Yahoo/Asia: Yahoo’s resistance to selling its Asian business is futile. The Internet company lacks direction. Its stock now trades at half the spurned $31-a-share offer from Microsoft two years ago. Revenue has stagnated. It isn’t paying a dividend. And there’s friction with its partner in China. Yahoo would be worth more carved up and refocused.
For Yahoo, there’s Asia and everything else. Its 34 per cent of Yahoo Japan is worth $7.1 billion at current market values. It also has a 40 percent chunk of Alibaba, a group that owns Taobao and Alipay, China’s high-growth answers to eBay and PayPal. It’s hard to pin down Alibaba’s value because most of its subsidiaries aren’t listed, but the mid-point of analysts’ estimates is about $7.5 billion. At nearly $15 billion, the Asian businesses are about equal to Yahoo’s enterprise value.
Meanwhile, Yahoo’s own operations look set to produce $750 million of mostly advertising-based operating profit this year, based on first-half performance. It seems fair to put it on the same multiple as eBay and Google. Yahoo is a mess, but its margins will expand as cost savings from outsourcing search to Microsoft kick in. If so, that’s $8.7 billion to which the market ascribes little to no value.
There are more reasons to sell than hold in Asia. True, there’s probably growth yet to come. And waiting until Taobao and Alipay get floated makes sense. But these auction and payments businesses don’t really fit with Yahoo. Alibaba executives have publicly questioned the partnership’s value now that Yahoo farms out search. And sitting around and waiting for overseas partners to go public, especially when they’ve said they don't have any plans to, isn’t much of a strategy. A sale appears inevitable.
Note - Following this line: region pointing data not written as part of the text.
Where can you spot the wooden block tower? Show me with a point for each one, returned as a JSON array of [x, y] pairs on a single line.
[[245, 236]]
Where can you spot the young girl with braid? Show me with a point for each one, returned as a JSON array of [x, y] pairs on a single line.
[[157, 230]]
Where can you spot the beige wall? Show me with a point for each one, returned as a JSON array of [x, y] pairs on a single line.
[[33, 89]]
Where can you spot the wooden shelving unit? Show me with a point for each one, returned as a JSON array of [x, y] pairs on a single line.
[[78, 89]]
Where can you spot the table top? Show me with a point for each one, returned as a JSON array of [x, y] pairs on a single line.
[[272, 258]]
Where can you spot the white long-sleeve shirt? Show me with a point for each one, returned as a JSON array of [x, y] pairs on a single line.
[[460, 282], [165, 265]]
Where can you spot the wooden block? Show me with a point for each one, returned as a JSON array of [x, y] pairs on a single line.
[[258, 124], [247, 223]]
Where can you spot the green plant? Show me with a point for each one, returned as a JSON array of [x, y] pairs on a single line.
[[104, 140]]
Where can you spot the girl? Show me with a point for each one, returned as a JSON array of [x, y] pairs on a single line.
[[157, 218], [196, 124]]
What’s more, the tax issues related to a sale of the Chinese and Japanese assets may not be as big a problem as they seem. Alibaba said its offer to buy out part of Yahoo included “a specific plan to maximize the value of their remaining stake.” But even adjusting for any potential capital gains taxes related to unloading all the Asian businesses, Yahoo’s market discount to the sum of its parts is around 20 percent. That should be more than enough of a conglomerate discount to persuade Yahoo to sell, and give the resulting cash to its long-suffering shareholders.